Open DSuveges opened 2 months ago
I found what's causing the records to be dropped this is happening in the disambiguate function from the Grounding.scala
file. The drop is happening in the filter.
filter(
col(minDistinctKeywordsPerLabelPerPubOverKeywordPerPub) <= col(
minDistinctKeywordsPerLabelOverKeywordOverallPubs
)
And the KRAS records don't meet this criteria.
labelN | isMapped | minDistinctKeywordsPerLabelPerPubOverKeywordPerPub | minDistinctKeywordsPerLabelOverKeywordOverallPubs |
---|---|---|---|
kras | true | 2 | 1 |
kras | true | 2 | 1 |
kras | true | 2 | 1 |
kras | true | 2 | 1 |
kras | true | 2 | 1 |
Oh, this is not good. We need to understand what is going on exactly and change that function.
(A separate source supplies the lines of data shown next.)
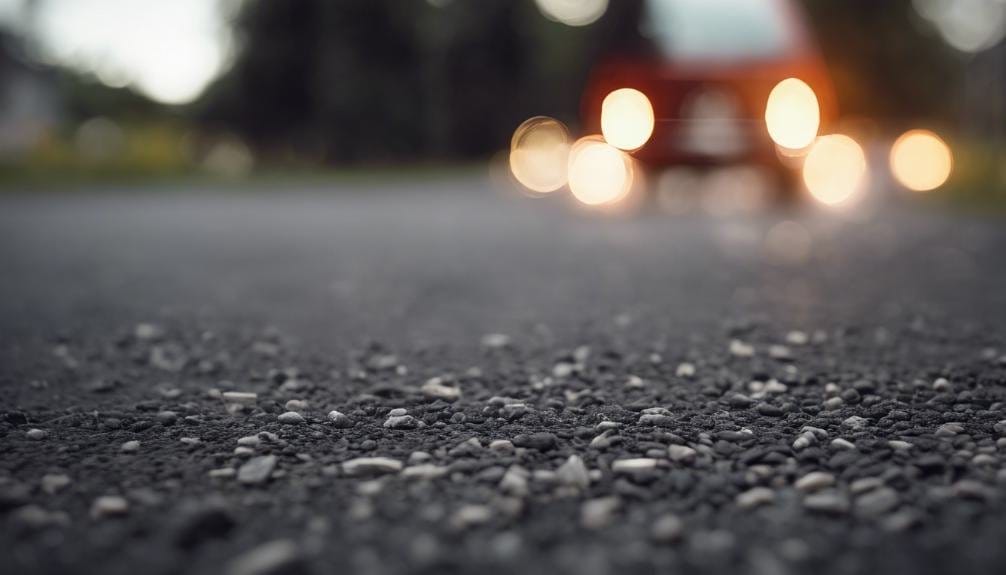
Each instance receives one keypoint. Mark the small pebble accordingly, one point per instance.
(274, 558)
(54, 483)
(599, 513)
(876, 502)
(435, 387)
(243, 398)
(340, 419)
(681, 453)
(827, 502)
(109, 506)
(371, 465)
(291, 418)
(257, 469)
(573, 473)
(36, 434)
(667, 529)
(634, 465)
(756, 497)
(815, 481)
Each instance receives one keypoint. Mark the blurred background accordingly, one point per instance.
(93, 90)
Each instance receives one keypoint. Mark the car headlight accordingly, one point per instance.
(627, 119)
(793, 115)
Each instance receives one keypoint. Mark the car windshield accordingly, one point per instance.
(717, 28)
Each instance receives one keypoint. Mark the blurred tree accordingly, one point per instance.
(885, 64)
(348, 80)
(343, 80)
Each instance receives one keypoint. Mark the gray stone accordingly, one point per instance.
(573, 473)
(756, 497)
(340, 419)
(273, 558)
(371, 465)
(667, 529)
(681, 453)
(876, 502)
(291, 418)
(815, 481)
(828, 502)
(257, 469)
(36, 434)
(109, 506)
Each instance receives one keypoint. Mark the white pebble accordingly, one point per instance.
(109, 506)
(756, 497)
(241, 397)
(291, 418)
(740, 349)
(257, 469)
(501, 445)
(815, 481)
(53, 483)
(375, 465)
(36, 434)
(685, 369)
(634, 465)
(495, 341)
(681, 453)
(573, 473)
(839, 443)
(596, 514)
(435, 387)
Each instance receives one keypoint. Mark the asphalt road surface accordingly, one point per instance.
(445, 378)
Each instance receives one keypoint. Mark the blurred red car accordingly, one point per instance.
(707, 67)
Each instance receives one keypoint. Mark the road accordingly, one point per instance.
(615, 393)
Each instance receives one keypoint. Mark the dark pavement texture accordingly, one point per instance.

I know some details about that function, it was prototyped for Miguel by @tskir back in the days.
@DSuveges directed me to the original issue and the original implementation proposal in pyspark form @tskir. I'll be reviewing those items to get more information in the feature.
Describe the bug
It has been identified that a certain drug/target connection is missing from the literature dataset. This (32955176) EuroPMC paper is available as abstract listing KRAS and sotorasib mentioned.
However this connection is not listed in the platform.
When investigating the case, I could identify the input json dataset:
gs://otar025-epmc/ml02/abstract/2022_05_27/NMP_patch-total-33.jsonl
These are the entities identified by the EuroPMC pipeline:
However, if I look at the ETL output, neither the mapped[1] nor the failed matches[2] dataset contains KRAS:
[1] gs://open-targets-data-releases/24.03/output/etl/parquet/literature/matches [2] gs://open-targets-data-releases/24.03/output/etl/parquet/literature/failedMatches
Expectation
All matches identified the by the EuroPMC pipelines are expected to be in either in the failed matches or in the mapped matches dataset.